Contemplo
con estupor en las noticias que un ex concejal de Masquefa atropelló a dos
vecinos por retirar una bandera de España que él acababa de colocar frente al
ayuntamiento. Pero me dejan aún más atónito las declaraciones de uno de los
atropellados, que calificaban a la causa de la discordia como “bandera trampa”,
y afirmaba, indignado, que él había caído en ella.
Muy
mal están las cosas si una bandera nacional, amparada por la constitución que
nos rige a todos, supone una provocación de tal calibre que ningún vecino puede
sustraerse a ella.
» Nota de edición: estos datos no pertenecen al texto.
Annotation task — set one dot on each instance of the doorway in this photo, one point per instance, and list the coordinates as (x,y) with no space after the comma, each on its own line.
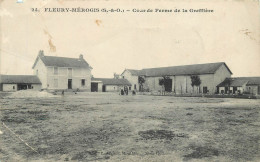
(94,87)
(69,83)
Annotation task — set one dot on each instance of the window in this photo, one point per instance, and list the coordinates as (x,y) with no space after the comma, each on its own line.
(55,72)
(205,90)
(56,83)
(82,82)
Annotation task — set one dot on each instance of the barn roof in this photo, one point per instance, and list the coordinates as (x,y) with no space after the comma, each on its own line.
(240,81)
(112,81)
(195,69)
(19,79)
(62,61)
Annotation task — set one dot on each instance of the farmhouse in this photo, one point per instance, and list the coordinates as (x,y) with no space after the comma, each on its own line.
(179,82)
(19,82)
(239,85)
(61,73)
(108,84)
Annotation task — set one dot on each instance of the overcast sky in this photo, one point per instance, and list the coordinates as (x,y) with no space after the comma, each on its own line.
(111,42)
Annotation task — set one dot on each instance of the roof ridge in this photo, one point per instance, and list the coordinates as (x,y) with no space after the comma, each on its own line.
(184,65)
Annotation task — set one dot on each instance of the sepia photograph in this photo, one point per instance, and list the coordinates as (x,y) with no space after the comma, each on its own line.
(133,80)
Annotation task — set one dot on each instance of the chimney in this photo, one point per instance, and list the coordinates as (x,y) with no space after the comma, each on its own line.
(41,53)
(81,56)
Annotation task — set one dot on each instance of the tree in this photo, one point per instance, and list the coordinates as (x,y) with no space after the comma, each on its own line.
(195,81)
(141,81)
(163,82)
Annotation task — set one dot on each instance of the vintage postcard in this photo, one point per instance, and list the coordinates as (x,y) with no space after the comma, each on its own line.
(133,80)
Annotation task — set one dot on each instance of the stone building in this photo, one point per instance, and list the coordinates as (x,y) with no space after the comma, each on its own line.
(210,74)
(13,83)
(240,85)
(60,73)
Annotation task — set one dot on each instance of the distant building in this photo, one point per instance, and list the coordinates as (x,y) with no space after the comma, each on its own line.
(250,85)
(210,74)
(19,82)
(132,76)
(109,84)
(62,73)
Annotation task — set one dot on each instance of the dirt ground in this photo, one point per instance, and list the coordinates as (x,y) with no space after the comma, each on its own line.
(109,127)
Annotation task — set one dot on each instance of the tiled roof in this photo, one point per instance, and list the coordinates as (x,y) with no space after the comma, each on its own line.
(16,79)
(135,72)
(196,69)
(112,81)
(240,81)
(61,61)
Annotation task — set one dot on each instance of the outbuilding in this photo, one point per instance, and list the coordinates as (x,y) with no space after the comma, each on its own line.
(239,85)
(109,84)
(19,82)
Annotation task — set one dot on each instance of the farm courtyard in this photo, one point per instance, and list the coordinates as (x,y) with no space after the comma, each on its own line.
(109,127)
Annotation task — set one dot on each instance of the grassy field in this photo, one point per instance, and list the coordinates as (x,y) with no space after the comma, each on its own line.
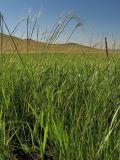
(59,107)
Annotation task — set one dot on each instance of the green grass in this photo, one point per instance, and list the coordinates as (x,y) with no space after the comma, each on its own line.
(66,107)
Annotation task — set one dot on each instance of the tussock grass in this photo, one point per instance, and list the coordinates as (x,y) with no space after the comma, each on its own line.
(68,108)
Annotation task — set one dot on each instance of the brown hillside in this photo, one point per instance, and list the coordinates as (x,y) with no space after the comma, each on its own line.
(39,47)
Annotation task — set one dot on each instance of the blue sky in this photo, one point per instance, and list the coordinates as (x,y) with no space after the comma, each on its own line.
(101,17)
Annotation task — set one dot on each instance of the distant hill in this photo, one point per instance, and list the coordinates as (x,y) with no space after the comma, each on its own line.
(39,47)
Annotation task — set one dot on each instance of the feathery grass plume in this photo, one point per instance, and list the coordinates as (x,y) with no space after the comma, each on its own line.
(106,46)
(15,47)
(13,31)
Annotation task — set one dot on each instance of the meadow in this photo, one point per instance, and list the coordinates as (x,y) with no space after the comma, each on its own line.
(59,107)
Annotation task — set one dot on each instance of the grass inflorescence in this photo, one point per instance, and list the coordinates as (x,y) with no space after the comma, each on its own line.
(68,108)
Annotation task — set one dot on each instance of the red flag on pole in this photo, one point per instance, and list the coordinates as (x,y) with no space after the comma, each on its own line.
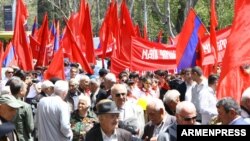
(1,58)
(56,67)
(213,25)
(69,43)
(20,39)
(234,77)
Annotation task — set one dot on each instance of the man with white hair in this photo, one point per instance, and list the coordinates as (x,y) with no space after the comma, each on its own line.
(185,115)
(159,119)
(109,81)
(53,115)
(171,99)
(127,109)
(72,97)
(245,104)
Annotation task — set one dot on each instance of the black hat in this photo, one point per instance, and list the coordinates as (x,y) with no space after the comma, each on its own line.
(106,106)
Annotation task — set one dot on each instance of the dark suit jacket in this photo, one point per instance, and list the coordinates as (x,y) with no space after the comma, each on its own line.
(95,134)
(149,127)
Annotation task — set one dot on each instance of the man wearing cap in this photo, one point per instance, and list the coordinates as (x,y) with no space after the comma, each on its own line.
(108,128)
(8,108)
(127,108)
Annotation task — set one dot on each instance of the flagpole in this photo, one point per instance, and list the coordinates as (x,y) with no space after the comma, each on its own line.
(13,13)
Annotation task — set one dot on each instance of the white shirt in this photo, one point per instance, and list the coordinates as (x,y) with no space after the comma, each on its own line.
(53,119)
(188,94)
(207,105)
(196,96)
(113,137)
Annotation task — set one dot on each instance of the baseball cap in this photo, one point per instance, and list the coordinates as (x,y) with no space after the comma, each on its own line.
(9,100)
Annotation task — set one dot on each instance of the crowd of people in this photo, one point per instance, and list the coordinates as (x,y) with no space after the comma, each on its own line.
(126,107)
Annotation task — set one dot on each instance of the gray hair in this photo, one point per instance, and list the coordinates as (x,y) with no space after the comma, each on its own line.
(74,81)
(156,103)
(110,77)
(228,104)
(85,98)
(61,87)
(84,77)
(185,106)
(94,81)
(171,95)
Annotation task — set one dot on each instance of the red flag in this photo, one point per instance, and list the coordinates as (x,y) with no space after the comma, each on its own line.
(87,32)
(20,39)
(233,79)
(127,31)
(1,59)
(160,36)
(145,32)
(213,25)
(137,31)
(44,39)
(35,45)
(56,67)
(69,43)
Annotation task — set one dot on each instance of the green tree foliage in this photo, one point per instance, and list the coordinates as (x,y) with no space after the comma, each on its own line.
(60,9)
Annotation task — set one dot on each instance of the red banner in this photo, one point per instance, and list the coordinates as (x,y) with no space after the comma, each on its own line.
(207,51)
(149,56)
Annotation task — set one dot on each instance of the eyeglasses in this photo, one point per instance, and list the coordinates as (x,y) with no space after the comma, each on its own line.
(119,94)
(189,118)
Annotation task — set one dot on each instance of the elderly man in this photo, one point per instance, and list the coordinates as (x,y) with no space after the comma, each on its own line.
(109,81)
(159,119)
(202,83)
(84,85)
(72,97)
(8,74)
(171,99)
(108,115)
(229,112)
(53,115)
(185,115)
(127,109)
(8,108)
(24,118)
(245,104)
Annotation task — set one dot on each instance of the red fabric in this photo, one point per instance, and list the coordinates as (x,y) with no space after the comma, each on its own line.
(137,31)
(207,56)
(56,67)
(34,45)
(150,56)
(232,80)
(24,11)
(87,32)
(213,25)
(127,31)
(145,32)
(22,49)
(160,36)
(44,40)
(1,58)
(69,43)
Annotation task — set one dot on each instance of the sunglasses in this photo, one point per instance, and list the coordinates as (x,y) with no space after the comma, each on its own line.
(119,94)
(189,119)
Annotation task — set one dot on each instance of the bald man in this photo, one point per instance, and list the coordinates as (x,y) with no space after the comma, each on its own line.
(185,115)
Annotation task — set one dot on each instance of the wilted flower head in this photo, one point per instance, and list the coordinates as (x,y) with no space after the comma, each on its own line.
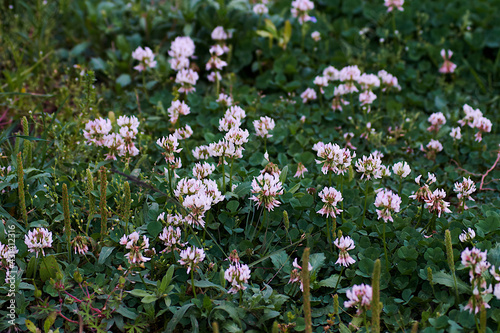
(301,169)
(388,202)
(136,245)
(260,9)
(370,166)
(456,133)
(176,109)
(237,275)
(447,66)
(401,169)
(295,274)
(191,257)
(266,188)
(187,79)
(467,236)
(359,296)
(80,245)
(300,10)
(37,240)
(344,244)
(435,202)
(146,57)
(263,126)
(316,36)
(464,191)
(331,197)
(308,95)
(437,120)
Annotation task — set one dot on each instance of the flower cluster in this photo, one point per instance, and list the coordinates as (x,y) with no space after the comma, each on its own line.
(266,188)
(344,244)
(476,261)
(474,119)
(335,159)
(300,9)
(360,296)
(191,257)
(295,274)
(237,274)
(388,202)
(263,126)
(97,132)
(172,233)
(330,197)
(437,120)
(176,109)
(401,169)
(370,167)
(394,4)
(37,240)
(464,190)
(215,64)
(467,236)
(197,196)
(136,245)
(447,67)
(146,58)
(181,49)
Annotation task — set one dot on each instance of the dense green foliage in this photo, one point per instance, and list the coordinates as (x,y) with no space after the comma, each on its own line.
(49,55)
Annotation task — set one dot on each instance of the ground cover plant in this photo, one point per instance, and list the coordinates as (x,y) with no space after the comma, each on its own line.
(249,166)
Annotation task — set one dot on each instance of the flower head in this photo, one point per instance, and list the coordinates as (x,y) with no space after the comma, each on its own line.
(37,240)
(266,188)
(388,202)
(359,296)
(447,67)
(146,57)
(191,257)
(330,197)
(344,244)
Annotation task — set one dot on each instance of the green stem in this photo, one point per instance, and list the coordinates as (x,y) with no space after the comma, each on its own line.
(338,281)
(400,185)
(366,200)
(385,250)
(192,283)
(170,181)
(223,177)
(231,176)
(342,193)
(420,217)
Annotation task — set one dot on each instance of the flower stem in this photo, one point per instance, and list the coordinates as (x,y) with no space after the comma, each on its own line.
(223,177)
(192,283)
(385,250)
(231,176)
(366,200)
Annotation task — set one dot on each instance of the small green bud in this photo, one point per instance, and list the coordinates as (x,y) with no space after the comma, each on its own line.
(77,277)
(285,220)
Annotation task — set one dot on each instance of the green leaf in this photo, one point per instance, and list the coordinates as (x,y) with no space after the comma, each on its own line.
(49,321)
(154,228)
(124,80)
(447,280)
(140,293)
(126,312)
(48,268)
(178,315)
(105,252)
(208,284)
(330,282)
(31,327)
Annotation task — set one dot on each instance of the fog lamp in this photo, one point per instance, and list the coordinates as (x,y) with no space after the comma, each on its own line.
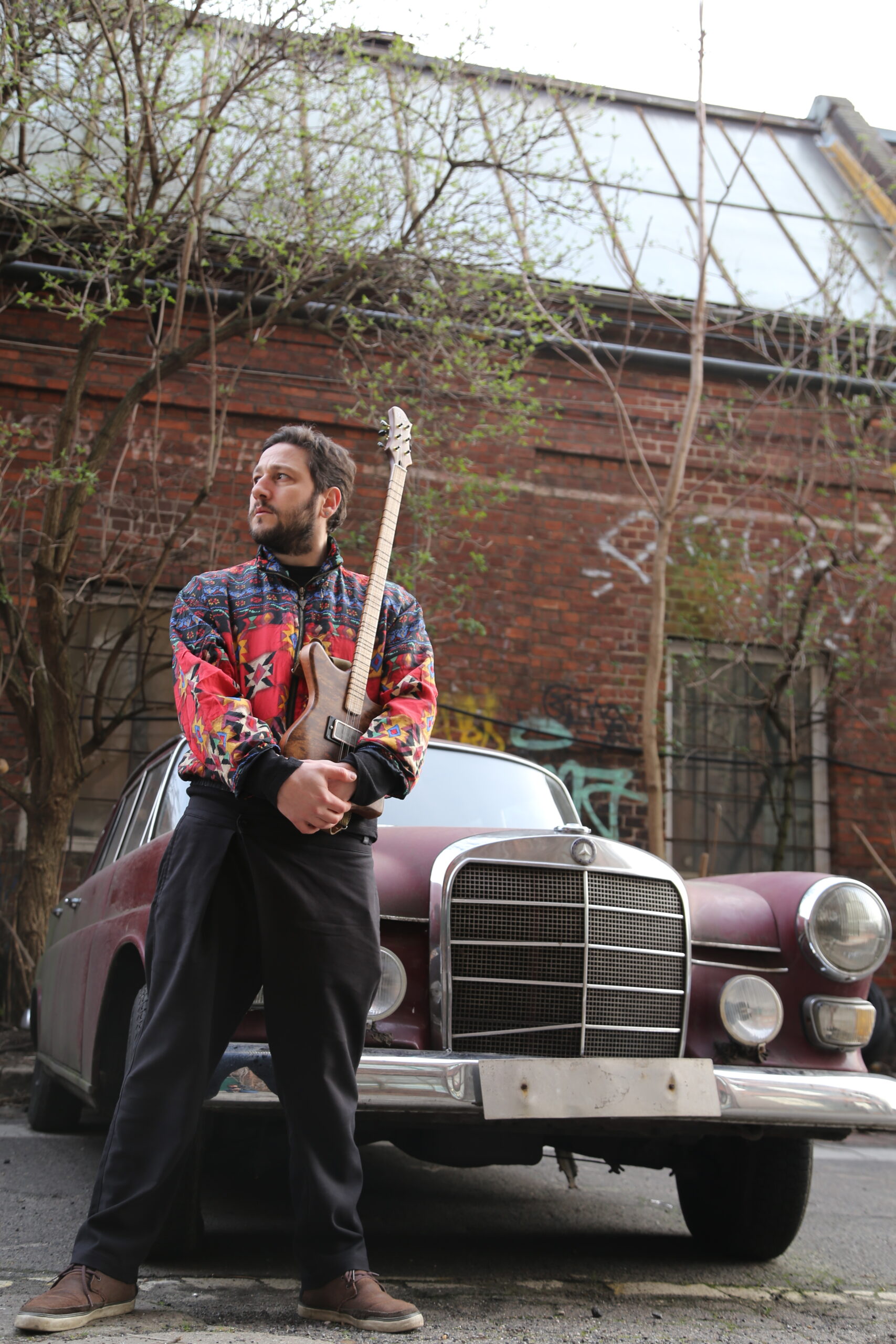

Volvemos de nuevo a esas historias de opereta y España profunda
(en este caso Cataluña profunda), dignas de protagonizar una película de
Berlanga.
Poco
futuro le auguro a Europa con esta mentalidad: se supone que debiéramos
sentirnos ciudadanos europeos y después del mundo, pero cada vez nos vemos más
infiltrados por el espíritu de la taifa, ese estúpido afán de sentirnos
diferentes del resto por algo tan nimio como haber nacido unos kilómetros más allá
de un lado u otro.
Estas
son las consecuencias de la creciente radicalización nacionalista auspiciada y
alimentada por el mercadeo de favores con unos y otros en el parlamento
nacional: dos ciudadanos corrientes a los que la mera vista de la enseña
nacional les supone una afrenta intolerable, y un ex concejal dispuesto a
atropellarles por ello. Esto viene a probar que hablar de nacionalismo moderado
es una antinomia, así como que toda doctrina política que se base en la
diferenciación geográfica constituye una clara lacra para la sociedad, máxime si
les permitimos hacer de los centros de enseñanza sus sedes de implantación ideológica
o lavado de cerebro, llámese como se quiera.